December 10, 1904: Women in Trousers

As reported in the Johnstown Daily Republican, Fulton County, NY

In Champery, Switzerland, the Sight Causes No Comment.

It will probably be news to many advocates of feminine dress reform to hear that the women of Champery, a primitive mountain district of the Canton Valais, Switzerland, have worn trousers from time immemorial. The Champery region is in the southwestern part of the Canton Valais, the village of Champery itself being at the foot of the Dent du Midi, well known to Lake Geneva tourists.

The men of Champery are noted for their lazy habits and beyond acting as guides to mountain climbers in the summer months they lead an absolutely idle life. The women perform all the hard labor required of a mountaineering people. It is they who pasture the cattle on the steep and often dangerous Alpine slopes, cut the timber and mow the grass.
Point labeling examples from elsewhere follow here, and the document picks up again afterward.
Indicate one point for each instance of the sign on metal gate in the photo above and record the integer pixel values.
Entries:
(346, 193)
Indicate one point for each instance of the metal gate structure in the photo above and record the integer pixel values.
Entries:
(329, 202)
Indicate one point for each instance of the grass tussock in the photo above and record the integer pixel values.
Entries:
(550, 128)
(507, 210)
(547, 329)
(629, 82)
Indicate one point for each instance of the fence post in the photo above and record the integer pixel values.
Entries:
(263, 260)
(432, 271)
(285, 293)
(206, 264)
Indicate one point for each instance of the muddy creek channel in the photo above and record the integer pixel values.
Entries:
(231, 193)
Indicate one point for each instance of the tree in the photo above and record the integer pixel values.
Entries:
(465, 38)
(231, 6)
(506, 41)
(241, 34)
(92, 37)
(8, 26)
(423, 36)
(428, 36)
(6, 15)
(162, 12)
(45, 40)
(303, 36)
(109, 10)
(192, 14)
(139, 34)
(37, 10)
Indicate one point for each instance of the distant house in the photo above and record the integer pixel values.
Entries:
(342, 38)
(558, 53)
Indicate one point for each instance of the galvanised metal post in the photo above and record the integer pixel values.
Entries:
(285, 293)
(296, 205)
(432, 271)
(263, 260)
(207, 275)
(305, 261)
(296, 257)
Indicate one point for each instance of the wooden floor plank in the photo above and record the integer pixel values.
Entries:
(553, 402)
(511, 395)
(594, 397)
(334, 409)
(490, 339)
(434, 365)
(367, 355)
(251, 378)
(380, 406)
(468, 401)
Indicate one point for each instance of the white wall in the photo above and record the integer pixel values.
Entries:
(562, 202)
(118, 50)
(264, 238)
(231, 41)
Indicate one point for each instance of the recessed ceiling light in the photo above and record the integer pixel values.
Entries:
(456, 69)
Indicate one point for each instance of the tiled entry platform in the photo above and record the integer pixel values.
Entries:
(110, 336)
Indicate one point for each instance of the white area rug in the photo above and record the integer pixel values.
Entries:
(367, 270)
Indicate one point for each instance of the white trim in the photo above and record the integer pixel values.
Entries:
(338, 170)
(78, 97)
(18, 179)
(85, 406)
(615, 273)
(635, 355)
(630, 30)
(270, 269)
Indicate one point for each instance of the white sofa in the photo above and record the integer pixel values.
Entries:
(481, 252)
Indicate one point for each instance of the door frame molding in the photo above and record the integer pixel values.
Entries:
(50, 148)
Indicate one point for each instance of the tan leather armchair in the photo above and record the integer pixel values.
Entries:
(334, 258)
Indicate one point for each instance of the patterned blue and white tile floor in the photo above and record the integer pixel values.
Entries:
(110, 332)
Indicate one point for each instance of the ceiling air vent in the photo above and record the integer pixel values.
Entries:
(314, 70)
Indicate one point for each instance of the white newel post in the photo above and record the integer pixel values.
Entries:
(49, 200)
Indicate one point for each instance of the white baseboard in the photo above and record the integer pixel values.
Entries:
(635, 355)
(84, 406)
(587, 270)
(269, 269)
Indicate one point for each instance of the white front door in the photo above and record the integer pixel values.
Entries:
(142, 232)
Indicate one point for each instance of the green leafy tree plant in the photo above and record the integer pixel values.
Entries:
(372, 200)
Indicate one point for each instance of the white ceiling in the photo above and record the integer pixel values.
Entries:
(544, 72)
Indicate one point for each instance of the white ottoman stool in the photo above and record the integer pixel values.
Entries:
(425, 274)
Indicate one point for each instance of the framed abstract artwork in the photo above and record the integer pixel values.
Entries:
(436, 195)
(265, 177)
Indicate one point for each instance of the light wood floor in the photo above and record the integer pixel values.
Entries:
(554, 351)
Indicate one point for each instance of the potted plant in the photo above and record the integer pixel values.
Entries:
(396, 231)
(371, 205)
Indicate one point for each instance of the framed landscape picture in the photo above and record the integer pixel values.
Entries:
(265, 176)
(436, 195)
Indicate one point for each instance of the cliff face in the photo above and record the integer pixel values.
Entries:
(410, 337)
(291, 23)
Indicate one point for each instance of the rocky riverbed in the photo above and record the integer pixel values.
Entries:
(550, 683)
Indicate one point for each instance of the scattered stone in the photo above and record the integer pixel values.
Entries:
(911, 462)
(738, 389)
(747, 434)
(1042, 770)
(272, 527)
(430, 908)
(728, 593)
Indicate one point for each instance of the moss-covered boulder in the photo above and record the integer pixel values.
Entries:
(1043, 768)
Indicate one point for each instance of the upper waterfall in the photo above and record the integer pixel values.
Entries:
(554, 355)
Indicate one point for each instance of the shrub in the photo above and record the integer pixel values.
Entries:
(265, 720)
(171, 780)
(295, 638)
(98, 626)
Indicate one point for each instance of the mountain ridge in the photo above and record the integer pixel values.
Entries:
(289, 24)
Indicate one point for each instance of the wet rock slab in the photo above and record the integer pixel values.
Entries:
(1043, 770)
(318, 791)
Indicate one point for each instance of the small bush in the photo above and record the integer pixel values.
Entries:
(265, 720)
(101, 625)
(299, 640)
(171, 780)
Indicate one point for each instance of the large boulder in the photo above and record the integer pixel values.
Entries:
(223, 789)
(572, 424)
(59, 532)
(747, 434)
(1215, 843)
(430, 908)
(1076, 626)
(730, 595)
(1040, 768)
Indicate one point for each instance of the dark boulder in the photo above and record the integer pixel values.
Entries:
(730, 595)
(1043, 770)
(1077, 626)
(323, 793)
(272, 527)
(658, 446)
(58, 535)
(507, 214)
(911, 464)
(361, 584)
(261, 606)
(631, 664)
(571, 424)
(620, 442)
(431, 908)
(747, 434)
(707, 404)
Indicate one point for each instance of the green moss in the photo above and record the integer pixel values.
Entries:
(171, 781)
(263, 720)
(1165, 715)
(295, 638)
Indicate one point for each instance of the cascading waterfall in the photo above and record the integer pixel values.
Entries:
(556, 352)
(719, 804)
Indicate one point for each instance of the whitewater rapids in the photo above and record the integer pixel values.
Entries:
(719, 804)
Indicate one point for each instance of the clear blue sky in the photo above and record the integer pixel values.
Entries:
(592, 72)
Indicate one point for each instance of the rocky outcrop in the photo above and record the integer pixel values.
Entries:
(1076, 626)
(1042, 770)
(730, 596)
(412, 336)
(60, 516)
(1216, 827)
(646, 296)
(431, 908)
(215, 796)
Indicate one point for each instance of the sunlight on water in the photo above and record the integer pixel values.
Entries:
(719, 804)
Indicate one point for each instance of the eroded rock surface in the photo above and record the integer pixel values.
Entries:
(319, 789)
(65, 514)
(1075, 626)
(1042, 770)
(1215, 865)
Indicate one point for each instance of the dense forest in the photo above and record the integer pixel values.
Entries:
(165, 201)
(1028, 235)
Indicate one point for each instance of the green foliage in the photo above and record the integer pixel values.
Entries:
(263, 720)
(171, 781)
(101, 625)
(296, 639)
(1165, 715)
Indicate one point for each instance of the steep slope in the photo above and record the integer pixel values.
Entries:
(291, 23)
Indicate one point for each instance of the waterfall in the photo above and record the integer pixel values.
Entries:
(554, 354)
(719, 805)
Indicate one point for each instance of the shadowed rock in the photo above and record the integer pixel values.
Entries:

It is a usual sight to see a Champery woman, her daily toil ended, returning to the village dragging her husband on one of the wooden sleighs in general use throughout Switzerland, her lord and master all the while lazily smoking his pipe.

Under such circumstances it is not surprising that the women of Champery should have adopted the masculine attire. Their costume is of the simplest kind–a jenkin of rough dark blue material, with trousers to match, and a red foulard to protect the head.

While desperately practical, nothing more unprepossessing in the way of feminine dress could be imagined than this costume of the Champery dames and damsels. Moreover, these wives and mothers of Champery, who are accustomed to all the work generally supposed to be the lot of the sterner sex, not unnaturally seek what consolation they can in masculine comforts. Chief among these is the short briar pipe, which they all smoke and evidently enjoy as much if not more than their husbands and fathers. –New York Tribune.